In striking contrast to this scenery, and abruptly bounding it on the south, rise the Red Hills of Skye—a singular group of connected cones. Alike in form and in colour, these hills stand apart from everything around them. The verdure of the northern terraced tableland here entirely disappears. The slopes are sheets of angular debris,—huge blocks of naked stone and trails of sand, amidst which hardly any vegetation finds a footing. The decay of the rock gives it a pale yellowish-grey hue, which after rain deepens into russet, so that in favourable lights these strange cones gleam with a warm glow as if they, in some special way, could catch and reflect the radiance of the sky.

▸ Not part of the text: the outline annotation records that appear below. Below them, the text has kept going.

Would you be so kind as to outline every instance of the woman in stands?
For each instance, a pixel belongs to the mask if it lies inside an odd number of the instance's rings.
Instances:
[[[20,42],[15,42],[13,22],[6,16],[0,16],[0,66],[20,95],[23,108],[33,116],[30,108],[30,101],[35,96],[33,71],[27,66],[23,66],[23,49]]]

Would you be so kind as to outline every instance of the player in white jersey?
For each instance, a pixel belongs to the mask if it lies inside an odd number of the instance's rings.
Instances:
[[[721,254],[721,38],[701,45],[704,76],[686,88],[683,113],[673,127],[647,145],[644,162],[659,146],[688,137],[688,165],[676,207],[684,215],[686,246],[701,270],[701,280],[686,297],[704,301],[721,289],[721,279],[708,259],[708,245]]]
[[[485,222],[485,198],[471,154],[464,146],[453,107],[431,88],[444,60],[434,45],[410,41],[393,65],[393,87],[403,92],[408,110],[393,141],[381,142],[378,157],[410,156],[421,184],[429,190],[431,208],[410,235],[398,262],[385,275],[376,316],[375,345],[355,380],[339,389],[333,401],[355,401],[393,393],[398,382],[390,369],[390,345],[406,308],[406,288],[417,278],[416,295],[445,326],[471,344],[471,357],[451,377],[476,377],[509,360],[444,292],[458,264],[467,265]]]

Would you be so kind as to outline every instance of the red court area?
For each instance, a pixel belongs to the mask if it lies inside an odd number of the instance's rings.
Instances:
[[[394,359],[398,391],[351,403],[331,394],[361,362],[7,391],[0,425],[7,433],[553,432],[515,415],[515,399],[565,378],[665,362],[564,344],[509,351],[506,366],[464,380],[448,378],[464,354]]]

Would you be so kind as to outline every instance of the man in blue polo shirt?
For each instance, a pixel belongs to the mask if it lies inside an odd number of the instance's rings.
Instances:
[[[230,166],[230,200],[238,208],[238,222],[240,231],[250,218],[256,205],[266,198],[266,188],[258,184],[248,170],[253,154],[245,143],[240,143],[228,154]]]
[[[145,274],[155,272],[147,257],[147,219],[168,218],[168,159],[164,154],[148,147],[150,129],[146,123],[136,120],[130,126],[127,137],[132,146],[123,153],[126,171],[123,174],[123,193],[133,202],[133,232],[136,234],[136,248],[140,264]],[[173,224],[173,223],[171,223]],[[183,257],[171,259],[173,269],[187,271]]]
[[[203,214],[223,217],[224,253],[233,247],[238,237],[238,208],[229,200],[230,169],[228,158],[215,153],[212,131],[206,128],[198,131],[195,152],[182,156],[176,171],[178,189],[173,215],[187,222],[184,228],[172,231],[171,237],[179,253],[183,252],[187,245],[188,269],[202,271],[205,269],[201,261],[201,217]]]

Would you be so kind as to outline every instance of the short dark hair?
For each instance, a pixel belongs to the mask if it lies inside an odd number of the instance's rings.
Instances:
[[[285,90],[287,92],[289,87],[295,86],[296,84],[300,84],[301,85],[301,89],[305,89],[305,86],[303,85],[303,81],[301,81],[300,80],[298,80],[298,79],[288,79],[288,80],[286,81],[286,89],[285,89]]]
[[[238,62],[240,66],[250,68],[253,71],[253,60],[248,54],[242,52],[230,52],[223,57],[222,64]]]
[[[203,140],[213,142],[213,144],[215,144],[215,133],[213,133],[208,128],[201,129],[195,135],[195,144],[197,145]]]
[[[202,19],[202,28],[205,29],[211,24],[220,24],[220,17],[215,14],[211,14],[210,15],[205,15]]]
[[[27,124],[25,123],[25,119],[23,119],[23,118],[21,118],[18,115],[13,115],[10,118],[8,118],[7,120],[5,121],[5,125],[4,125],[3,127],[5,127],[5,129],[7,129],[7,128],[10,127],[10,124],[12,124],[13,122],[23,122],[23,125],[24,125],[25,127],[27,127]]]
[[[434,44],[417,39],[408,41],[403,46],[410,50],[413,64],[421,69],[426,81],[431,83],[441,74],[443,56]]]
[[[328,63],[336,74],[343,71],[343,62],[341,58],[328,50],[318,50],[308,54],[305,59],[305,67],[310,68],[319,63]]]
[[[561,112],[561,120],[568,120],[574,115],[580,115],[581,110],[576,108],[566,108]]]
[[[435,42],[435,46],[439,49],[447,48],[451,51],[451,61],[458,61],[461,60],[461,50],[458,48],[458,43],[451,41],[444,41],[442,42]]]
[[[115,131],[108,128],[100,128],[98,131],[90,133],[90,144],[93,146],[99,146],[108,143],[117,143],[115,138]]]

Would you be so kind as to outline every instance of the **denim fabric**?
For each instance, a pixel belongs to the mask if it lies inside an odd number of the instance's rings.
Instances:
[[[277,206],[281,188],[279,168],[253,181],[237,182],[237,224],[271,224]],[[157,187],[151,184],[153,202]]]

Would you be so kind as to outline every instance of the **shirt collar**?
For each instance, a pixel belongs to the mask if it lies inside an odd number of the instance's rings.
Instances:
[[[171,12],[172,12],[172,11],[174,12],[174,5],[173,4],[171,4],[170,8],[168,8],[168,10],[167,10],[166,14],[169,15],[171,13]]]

Immediately to the west of these pale smooth-sloped cones, the dark mass of the Cuillin Hills completes the interruption of the northern tableland. In almost every topographical feature these hills present a contrast to the other two kinds of scenery. Their forms are more rugged than those of any other hill-group in Britain ([Fig. 331]). Every declivity among them is an irregular pile of crags, every crest is notched like a saw, every peak is sharpened into a pinnacle. Instead of being buried under vast sheets of their own debris, these hills show everywhere their naked rock, which seems to brave the elements as few other rocks can do. Unlike the pale Red Hills, they are dark, almost black in tone, though when canopied with cloud they assume a hue of deepest violet.